My colleague app’ed me the other day to say that she loved her job. I love my job too. We both work in the art department. This admission came in the context of a particular assignment that we are working together at the moment.
The project is part of a street art related theme and is centered in particular on the Little People Project by the British street artist Slinkachu.
We were preparing the figures, similar to those used by Slinkachu to give our pupils the chance to work in a similar way when they visit The Hague for a day in a couple of weeks’ time. We were both doing the preparation work simultaneously on a Saturday afternoon apping photos of what we were doing to each other.
We’d sourced our own simple plastic figures and had them mailed from China. We wanted to deliver our fifteen year old pupils high quality painted figures with which to work and had decided to do the painting ourselves.
Why were we enjoying the preparation so much? Well, it was fun to do. Slinkachu’s art has a childish playfulness to it. Having presented the idea of the assignment to our pupils this week it is clear to see that they too recognize the element of childish play that is involved here. Even fifteen year olds love the chance to play…..sometimes there almost seems to be a nostalgic view back to their own childhood activities! If I ask them to bring in the LEGO from in the box under their bed for an animation project, they love to do just that, and the excuse to play.
Picasso once said:
“Every child is an artist. The problem is how to remain an artist once he grows up.”

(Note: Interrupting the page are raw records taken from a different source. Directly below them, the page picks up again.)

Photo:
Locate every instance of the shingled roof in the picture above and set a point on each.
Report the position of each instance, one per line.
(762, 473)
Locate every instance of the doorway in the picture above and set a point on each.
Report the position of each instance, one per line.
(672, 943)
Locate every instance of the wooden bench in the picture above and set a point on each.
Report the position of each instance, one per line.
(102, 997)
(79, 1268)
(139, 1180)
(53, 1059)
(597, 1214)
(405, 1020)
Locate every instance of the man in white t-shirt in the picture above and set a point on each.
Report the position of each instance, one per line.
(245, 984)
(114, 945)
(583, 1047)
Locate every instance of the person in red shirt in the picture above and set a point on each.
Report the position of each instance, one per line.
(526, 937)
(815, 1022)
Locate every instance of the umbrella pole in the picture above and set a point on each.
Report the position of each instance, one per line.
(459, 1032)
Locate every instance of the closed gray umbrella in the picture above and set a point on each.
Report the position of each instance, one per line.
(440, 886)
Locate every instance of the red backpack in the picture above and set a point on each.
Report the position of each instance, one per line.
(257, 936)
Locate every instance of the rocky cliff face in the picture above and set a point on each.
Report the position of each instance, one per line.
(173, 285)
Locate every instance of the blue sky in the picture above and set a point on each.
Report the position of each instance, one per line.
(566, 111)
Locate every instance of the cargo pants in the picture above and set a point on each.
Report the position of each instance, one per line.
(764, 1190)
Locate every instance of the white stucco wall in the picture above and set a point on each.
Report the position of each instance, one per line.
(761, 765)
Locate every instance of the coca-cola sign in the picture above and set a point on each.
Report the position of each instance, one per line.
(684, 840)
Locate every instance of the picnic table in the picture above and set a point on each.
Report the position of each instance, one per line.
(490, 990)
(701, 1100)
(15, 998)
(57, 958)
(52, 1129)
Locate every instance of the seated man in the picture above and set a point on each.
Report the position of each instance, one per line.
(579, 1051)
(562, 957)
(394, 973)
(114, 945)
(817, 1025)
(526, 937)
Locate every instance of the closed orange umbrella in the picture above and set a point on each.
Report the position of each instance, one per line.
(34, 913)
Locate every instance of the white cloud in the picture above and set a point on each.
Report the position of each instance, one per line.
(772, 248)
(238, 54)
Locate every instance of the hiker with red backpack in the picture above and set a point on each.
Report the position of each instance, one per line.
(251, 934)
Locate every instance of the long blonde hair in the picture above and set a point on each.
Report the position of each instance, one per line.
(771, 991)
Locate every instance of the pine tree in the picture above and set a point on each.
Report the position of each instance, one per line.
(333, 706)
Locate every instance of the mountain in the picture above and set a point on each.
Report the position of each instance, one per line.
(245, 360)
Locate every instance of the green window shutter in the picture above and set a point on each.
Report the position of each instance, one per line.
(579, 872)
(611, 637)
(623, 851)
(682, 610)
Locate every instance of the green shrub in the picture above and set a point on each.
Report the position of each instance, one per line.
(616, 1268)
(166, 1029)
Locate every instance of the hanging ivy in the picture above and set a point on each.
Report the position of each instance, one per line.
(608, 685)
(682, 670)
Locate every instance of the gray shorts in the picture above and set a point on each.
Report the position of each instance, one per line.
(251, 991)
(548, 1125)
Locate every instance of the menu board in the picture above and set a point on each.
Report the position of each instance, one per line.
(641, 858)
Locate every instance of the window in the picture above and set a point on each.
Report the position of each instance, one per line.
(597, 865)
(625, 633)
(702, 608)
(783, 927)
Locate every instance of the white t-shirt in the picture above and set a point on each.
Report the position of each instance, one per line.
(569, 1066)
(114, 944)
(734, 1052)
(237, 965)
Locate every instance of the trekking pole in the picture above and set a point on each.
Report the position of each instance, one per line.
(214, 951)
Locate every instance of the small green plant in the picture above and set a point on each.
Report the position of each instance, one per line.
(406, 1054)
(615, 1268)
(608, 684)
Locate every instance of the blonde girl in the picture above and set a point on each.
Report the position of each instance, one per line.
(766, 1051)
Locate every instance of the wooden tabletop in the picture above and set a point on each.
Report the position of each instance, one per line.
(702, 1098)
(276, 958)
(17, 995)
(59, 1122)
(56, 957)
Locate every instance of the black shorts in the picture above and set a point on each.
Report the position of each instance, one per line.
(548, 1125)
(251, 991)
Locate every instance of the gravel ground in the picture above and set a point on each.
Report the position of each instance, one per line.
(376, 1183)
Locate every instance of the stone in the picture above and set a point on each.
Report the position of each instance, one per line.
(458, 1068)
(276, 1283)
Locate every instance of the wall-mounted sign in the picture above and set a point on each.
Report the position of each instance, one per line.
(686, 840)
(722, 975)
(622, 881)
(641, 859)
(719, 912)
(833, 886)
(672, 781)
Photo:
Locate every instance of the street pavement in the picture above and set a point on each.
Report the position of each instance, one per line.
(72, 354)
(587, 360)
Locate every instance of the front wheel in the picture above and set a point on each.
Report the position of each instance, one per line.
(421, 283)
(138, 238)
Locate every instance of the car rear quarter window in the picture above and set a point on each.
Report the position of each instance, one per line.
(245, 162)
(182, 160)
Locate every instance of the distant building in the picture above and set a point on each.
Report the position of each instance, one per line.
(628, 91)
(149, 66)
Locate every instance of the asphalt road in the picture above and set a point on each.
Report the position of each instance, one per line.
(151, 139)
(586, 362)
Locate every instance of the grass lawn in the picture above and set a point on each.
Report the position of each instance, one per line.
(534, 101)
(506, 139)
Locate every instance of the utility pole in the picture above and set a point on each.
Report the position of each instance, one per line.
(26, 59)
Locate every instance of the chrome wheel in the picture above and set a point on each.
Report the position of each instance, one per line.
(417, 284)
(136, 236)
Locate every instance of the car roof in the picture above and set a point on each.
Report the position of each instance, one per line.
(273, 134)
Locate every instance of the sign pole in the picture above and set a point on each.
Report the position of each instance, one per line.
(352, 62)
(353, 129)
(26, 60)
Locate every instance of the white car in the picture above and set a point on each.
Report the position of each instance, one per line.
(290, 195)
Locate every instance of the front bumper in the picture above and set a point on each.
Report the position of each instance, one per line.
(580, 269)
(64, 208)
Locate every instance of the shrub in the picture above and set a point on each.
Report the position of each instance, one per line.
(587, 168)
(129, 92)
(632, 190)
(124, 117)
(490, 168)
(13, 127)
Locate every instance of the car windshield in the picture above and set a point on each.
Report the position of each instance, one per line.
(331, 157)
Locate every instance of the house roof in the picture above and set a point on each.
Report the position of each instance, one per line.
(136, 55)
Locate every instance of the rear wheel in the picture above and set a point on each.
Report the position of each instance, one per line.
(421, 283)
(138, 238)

In this regard our assignment certainly seems to connect with Picasso’s thought. But I think that it also relates strongly to why my colleague and I enjoy our work. All creativity involves an element of play and experimentation. An open minded involvement to our activity as art teachers has a free wheeling playfulness to it. When, as a teacher you are able to awaken this sense of playfulness in your pupils, the rest generally takes care of itself.